Response middlewares¶

pyscalpel comes with the ability to intercept responses produced by httpx when fetching urls. This is a feature only available for static spiders. The reason is that for selenium we can't determine exactly when the request to fetch url resource is done.

Usage¶

It is really simple to use the middleware system. If you know how to use decorators in python, you already know how to use middlewares in pyscalpel. Something important to mention, you must return the httpx response object since pyscalpel relies on it. You are only allowed to perform operations before the response object is created, inspect the created object, not discard it or return another object.

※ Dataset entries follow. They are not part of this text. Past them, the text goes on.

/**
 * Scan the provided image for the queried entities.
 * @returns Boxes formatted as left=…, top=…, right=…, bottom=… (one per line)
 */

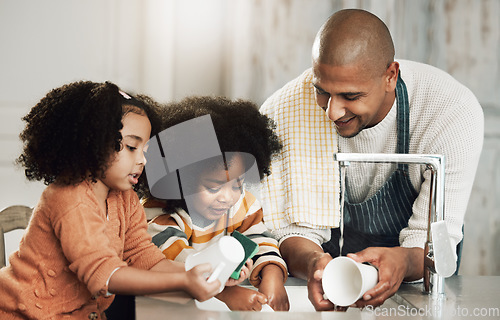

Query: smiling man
left=261, top=9, right=484, bottom=310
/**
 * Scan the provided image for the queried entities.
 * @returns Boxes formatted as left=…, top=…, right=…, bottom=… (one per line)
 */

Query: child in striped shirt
left=144, top=97, right=289, bottom=311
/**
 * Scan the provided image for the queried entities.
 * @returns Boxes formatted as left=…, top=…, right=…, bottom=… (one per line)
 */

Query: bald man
left=261, top=9, right=484, bottom=310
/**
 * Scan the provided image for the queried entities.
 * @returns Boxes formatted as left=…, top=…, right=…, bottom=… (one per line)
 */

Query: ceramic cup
left=322, top=257, right=378, bottom=307
left=185, top=236, right=245, bottom=291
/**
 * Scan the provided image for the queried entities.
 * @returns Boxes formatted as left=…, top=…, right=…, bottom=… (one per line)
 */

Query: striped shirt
left=148, top=191, right=288, bottom=287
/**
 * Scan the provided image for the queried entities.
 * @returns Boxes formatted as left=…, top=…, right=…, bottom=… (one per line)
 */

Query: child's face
left=101, top=112, right=151, bottom=191
left=189, top=154, right=245, bottom=220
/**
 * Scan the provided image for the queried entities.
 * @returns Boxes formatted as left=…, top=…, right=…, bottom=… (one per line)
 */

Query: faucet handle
left=431, top=220, right=457, bottom=278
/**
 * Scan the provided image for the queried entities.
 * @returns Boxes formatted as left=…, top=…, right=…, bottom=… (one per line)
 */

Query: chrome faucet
left=333, top=153, right=456, bottom=297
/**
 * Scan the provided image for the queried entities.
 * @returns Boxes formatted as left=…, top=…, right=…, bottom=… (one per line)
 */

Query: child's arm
left=215, top=286, right=267, bottom=311
left=108, top=260, right=220, bottom=301
left=259, top=264, right=290, bottom=311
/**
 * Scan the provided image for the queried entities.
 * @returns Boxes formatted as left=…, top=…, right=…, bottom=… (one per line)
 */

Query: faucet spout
left=333, top=153, right=456, bottom=297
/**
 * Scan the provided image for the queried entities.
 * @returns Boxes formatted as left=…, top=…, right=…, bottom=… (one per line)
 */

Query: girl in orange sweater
left=0, top=81, right=230, bottom=320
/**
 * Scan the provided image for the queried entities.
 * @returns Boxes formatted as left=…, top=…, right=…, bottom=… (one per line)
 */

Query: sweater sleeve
left=53, top=202, right=127, bottom=295
left=400, top=65, right=484, bottom=247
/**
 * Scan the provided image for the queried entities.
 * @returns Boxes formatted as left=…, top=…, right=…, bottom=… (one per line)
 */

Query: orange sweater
left=0, top=182, right=165, bottom=320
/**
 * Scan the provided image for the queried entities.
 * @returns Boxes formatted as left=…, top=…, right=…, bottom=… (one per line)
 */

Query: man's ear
left=384, top=61, right=399, bottom=92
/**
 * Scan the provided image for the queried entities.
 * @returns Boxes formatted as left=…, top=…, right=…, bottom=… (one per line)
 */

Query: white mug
left=322, top=257, right=378, bottom=307
left=184, top=236, right=245, bottom=292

Here is an example.

With gevent:

from scalpel import Configuration
from scalpel.green import StaticSpider

def middleware(fetch):
    # here you can do some initialization
    print('initialization')

    def wrapper(url):
        # code to be executed before each request, here I just print information
        # but you can do whatever you want
        print('url processed in function middleware:', url)
        print('before processing')
        response = fetch(url)
        # code to executed after each request
        print('after processing')
        # important to return the response
        return response

    return wrapper

# we can do the same thing with a class middleware
class SimpleMiddleware:

    def __init__(self, fetch):
        self.fetch = fetch
        # you can do other initialization here
        print('class initialization')

    def __call__(self, url):
        print('url processed in class middleware:', url)
        print('before class processing')
        response = self.fetch(url)
        print('after class processing')
        return response

def parse(*_):
    pass

config = Configuration(response_middlewares=[middleware, SimpleMiddleware])
spider = StaticSpider(urls=['http://foo.com'], parse=parse, config=config)
spider.run()

With anyio:

import anyio
from scalpel import Configuration
from scalpel.any_io import StaticSpider


def middleware(fetch):
    # here you can do some initialization
    print('initialization')

    async def wrapper(url):
        # code to be executed before each request, here I just print information
        # but you can do whatever you want
        print('url processed in function middleware:', url)
        print('before processing')
        response = await fetch(url)
        # code to executed after each request
        print('after processing')
        # important to return the response
        return response

    return wrapper


# we can do the same thing with class middleware
class SimpleMiddleware:
    def __init__(self, fetch):
        self.fetch = fetch
        # here you can do other initialization
        print('class initialization')

    async def __call__(self, url):
        print('url processed in class middleware:', url)
        print('before class processing')
        response = await self.fetch(url)
        print('after class processing')
        return response

async def parse(*_):
    pass


async def main():
    config = Configuration(response_middlewares=[middleware, SimpleMiddleware])
    spider = StaticSpider(urls=['http://foo.com'], parse=parse, config=config)
    await spider.run()

anyio.run(main)  # with trio: anyio.run(main, backend='trio')

Output:

initialization
class initialization
url processed in class middleware: http://foo.com
before class processing
url processed in function middleware: http://foo.com
before processing
after processing
after class processing

With the output, you can have an idea in what order the middleware code is executed.

Note

Keep in mind that the more middlewares you add, the more slower your spider will be.